Making your own red sauce is a bit time consuming but not difficult. This is a great dish to make ahead of time and perfect for parties. This recipe uses Lady Moon Farms organic cherry tomatoes.
Prep Time 1 hour
Cook Time 1 hour
Total Time 3 hours
Servings: 10 People

Ingredients
  

Enchiladas
  • 3 Cups Red enchilada sauce Instructions below
  • 16 Corn Tortillas cut in half
  • 2 Cans Black beans rinsed and drained, 15 ounce each
  • 1 Can Corn drained, 15 ounce
  • 10 Scallions thinly sliced, green onions
  • 4 Cups Cooked chicken shredded
  • 3 Cups Monterrey Jack cheese shredded
  • 1/2 Cups Fresh cilantro
  • 3/4 Cup Lady Moon Farms cherry tomatoes cut in half
  • 1/2 Cup Black olives sliced
Red Sauce
  • 2 Onions peeled and cut into 1/2 inch rings
  • 1 Whole Garlic pulled apart with the skins on
  • 1 Tbs Olive oil
  • 10 Ounces Dried Ancho chilies
  • 5 Ounces Dried Guajillo chilies
  • 3-4 Cups Chicken or vegetable stock
  • 1 Tbs Dried oregano
  • 2 Tsp Ground cumin
  • 1 Tbs Brown sugar
  • 1 1/2 Tsp Salt

Method
 

Enchiladas
  1. Heat oven to 375 degrees F.
  2. Pour the enchilada sauce into a casserole dish, and spread fully coating the bottom.
  3. Top with a layer of corn tortilla halves and sprinkle with black beans.
  4. Sprinkle with corn.
  5. Top with 1/3 of the chicken.
  6. Sprinkle with cheese.
  7. Repeat with two more layers of tortillas, sauce, beans, corn, green onions, chicken, and cheese.
  8. Bake in the oven for 45-55 minutes until the cheese is melted and the dish cooked through.
  9. Top with cilantro, tomatoes and black olives then serve.
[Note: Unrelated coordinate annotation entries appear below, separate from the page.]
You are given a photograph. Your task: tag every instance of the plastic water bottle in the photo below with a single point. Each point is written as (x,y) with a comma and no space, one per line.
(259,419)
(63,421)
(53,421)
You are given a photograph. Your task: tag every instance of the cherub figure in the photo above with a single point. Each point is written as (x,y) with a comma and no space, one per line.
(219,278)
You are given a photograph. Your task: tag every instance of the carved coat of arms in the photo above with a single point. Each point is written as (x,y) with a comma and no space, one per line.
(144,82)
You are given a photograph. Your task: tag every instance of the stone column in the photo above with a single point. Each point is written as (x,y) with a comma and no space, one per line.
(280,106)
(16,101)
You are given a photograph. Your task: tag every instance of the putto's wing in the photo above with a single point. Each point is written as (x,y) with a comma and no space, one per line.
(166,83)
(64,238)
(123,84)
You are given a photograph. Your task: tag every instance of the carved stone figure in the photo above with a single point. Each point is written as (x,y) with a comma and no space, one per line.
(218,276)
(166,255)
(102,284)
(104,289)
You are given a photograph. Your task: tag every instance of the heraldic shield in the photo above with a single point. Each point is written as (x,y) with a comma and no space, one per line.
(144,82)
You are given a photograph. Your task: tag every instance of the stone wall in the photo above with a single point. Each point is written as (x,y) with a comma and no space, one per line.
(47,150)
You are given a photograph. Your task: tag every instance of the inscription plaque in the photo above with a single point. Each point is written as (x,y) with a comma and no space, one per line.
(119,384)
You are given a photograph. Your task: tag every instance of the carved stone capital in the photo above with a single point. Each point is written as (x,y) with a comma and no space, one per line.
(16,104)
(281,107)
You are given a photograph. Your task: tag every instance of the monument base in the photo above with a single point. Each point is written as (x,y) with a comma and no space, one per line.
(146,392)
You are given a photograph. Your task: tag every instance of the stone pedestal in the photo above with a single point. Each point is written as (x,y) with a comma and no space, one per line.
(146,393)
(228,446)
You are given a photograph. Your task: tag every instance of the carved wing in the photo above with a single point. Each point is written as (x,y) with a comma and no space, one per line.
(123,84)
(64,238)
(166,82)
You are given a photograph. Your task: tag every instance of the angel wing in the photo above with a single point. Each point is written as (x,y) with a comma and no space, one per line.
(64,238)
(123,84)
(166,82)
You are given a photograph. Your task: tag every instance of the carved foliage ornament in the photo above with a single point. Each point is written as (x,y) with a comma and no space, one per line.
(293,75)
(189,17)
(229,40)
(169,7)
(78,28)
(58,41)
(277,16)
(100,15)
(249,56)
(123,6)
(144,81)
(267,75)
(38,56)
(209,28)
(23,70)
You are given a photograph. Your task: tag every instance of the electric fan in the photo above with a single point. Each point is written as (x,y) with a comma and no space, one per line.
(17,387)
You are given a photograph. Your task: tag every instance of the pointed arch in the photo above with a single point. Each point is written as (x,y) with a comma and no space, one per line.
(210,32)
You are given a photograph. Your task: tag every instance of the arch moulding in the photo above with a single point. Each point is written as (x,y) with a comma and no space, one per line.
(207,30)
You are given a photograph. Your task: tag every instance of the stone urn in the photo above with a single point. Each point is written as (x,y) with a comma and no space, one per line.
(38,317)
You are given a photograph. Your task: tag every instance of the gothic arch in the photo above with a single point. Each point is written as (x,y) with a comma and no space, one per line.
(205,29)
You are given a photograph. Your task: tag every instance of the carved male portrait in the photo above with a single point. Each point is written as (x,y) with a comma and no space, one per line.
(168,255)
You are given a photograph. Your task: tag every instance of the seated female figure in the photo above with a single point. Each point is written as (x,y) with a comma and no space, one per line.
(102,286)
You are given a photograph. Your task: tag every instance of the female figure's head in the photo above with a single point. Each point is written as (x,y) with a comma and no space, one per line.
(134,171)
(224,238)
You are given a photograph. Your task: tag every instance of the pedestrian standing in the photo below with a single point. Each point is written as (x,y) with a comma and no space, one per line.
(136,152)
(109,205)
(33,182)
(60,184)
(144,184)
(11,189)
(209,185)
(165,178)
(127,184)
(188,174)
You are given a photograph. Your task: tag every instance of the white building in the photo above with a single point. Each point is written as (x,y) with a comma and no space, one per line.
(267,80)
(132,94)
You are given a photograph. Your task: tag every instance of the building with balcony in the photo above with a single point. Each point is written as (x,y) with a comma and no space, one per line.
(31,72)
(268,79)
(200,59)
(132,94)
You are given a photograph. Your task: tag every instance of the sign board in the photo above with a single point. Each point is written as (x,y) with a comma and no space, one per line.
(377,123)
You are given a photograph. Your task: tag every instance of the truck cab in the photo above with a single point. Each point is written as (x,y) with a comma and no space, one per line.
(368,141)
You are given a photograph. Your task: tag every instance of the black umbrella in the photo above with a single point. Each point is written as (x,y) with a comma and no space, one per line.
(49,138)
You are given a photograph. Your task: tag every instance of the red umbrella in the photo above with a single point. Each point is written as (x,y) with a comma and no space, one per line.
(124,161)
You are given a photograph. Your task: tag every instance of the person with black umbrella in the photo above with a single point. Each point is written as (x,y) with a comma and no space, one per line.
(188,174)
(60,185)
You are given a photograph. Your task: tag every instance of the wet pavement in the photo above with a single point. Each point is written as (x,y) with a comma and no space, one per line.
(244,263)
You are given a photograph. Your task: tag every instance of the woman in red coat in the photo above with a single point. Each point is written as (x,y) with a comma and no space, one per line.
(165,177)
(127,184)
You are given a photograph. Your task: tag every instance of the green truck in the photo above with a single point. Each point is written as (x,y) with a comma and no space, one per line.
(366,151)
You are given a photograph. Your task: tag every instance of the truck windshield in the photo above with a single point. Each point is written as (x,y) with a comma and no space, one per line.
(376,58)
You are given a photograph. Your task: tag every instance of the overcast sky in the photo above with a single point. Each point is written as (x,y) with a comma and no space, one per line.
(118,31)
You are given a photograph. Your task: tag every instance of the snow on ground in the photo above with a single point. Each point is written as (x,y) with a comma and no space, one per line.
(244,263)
Ole!
    Chicken Enchilada Casserole with Red Sauce
Red Sauce
  1. Place your oven racks to the top of the oven (about 6 inches away from the broiler) and heat to a low broil.
  2. Line a baking sheet with foil and place the onion slices and garlic on the sheet and drizzle with olive oil.
  3. Broil for 7-10 minutes and remove the garlic and set aside. Flip the onions over and return to the oven for an additional 7-10 minutes. Watching to make sure the onions do not burn.
  4. Peel the garlic when it has cooled.
  5. Wearing rubber gloves remove the stem tops, and cut the length of each chili and remove the veins and seeds.
  6. Heat up a large skillet on a high heat, turn on the exhaust fan and open your windows.
  7. Cook the chilies in batches for only 45 seconds on each side, be careful not to over-toast the chilies, it will make the sauce bitter.
  8. Put the toasted chilies in a large bowl filled with HOT tap water and soak for 30 minutes, place a plate on top to keep them submerged.
  9. Drain the chilies.
  10. Put the onions, garlic, chilies, oregano, cumin and broth into the blender and puree, (in batches).
  11. Heat a large skillet on medium high and add the olive oil, you want it hot but not smoking.
  12. Add the chili sauce and reduce the heat to a simmer. Add the sugar and salt then cook for 30 minutes.

Notes

The sauce will last up to a week in the refrigerator and 3 months in the freezer.